Schopenhauer, Husserl, Heidegger, and Merleau-Ponty all suspected that the conventional distinction of space and time was untenable from the standpoint of direct, preconceptual experience.  What I find similar in Schopenhauer and Badiou is their confidence that they have got a grip on things.  This was not the case with Husserl, Heidegger, and Merleau-Ponty; they were still striving, toward the end of their lives, to articulate a more immediate modality of awareness, a more primordial dimension where time and space were experienced as one.  In other words, the “phenomenologists” were involved in an infinite unfinished task, whereas Schopenhauer rested toward the end of his life seeing how much in common his philosophy had with Buddhism and even Tibetan wisdom that predates Buddhism.

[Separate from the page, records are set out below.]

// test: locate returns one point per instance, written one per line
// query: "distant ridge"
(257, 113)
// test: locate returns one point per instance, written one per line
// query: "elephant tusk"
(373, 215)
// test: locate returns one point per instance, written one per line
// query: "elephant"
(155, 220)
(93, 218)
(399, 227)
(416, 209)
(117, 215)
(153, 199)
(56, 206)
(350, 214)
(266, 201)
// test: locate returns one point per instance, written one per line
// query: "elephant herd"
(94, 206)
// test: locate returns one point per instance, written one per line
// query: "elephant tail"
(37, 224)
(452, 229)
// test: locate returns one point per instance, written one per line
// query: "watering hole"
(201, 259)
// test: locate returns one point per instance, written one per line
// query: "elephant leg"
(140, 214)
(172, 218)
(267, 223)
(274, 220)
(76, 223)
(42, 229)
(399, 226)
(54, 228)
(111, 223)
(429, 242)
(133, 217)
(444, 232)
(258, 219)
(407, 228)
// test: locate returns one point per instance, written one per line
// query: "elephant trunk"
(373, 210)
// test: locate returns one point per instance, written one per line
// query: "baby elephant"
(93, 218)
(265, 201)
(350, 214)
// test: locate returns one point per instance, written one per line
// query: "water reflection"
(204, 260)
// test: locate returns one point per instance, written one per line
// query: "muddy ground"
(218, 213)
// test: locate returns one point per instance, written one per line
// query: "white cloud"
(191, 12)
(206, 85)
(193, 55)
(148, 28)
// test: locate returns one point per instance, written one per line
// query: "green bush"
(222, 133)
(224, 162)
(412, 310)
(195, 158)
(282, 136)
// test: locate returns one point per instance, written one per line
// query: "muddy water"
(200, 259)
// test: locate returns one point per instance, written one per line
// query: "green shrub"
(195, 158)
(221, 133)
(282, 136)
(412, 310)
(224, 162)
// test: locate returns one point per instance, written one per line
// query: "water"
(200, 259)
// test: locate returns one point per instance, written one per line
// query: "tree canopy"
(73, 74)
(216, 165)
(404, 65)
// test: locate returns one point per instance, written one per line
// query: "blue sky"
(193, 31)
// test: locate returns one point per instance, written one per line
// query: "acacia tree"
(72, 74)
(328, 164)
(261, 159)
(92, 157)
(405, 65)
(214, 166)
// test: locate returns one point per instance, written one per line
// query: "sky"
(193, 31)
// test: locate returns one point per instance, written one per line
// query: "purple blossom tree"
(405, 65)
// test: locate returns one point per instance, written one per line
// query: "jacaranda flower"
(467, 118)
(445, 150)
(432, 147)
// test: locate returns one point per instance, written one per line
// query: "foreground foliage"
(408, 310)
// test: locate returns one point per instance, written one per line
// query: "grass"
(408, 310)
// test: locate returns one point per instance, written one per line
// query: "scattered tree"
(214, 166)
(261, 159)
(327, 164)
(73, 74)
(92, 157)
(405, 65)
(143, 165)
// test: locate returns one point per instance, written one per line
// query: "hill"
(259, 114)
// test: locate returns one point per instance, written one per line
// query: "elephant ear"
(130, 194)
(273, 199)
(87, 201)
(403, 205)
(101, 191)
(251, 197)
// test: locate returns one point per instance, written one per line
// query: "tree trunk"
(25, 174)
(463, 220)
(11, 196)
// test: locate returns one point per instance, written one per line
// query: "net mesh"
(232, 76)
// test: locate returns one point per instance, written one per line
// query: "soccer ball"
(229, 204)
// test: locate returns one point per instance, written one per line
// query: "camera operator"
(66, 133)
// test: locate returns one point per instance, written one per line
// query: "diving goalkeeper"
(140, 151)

Could it be that the mode of experience that the phenomenologists were striving for is commonplace for indigenous, oral peoples whose senses have not been assaulted by the clock?  While existential phenomenology healed the rift between the subjective and objective worldviews, it has done so at the expense of dividing the mental and physical world even more.
Husserl and the phenomenologists sought to reinvigorate philosophy by returning it to the life of the living breathing sensual subject.  Phenomenologists rejected rationalist and idealist accounts of reality.  They claimed that both the traditional concepts of subject and of object were philosophical constructions that, in fact, distorted the true nature of the human experience of the world.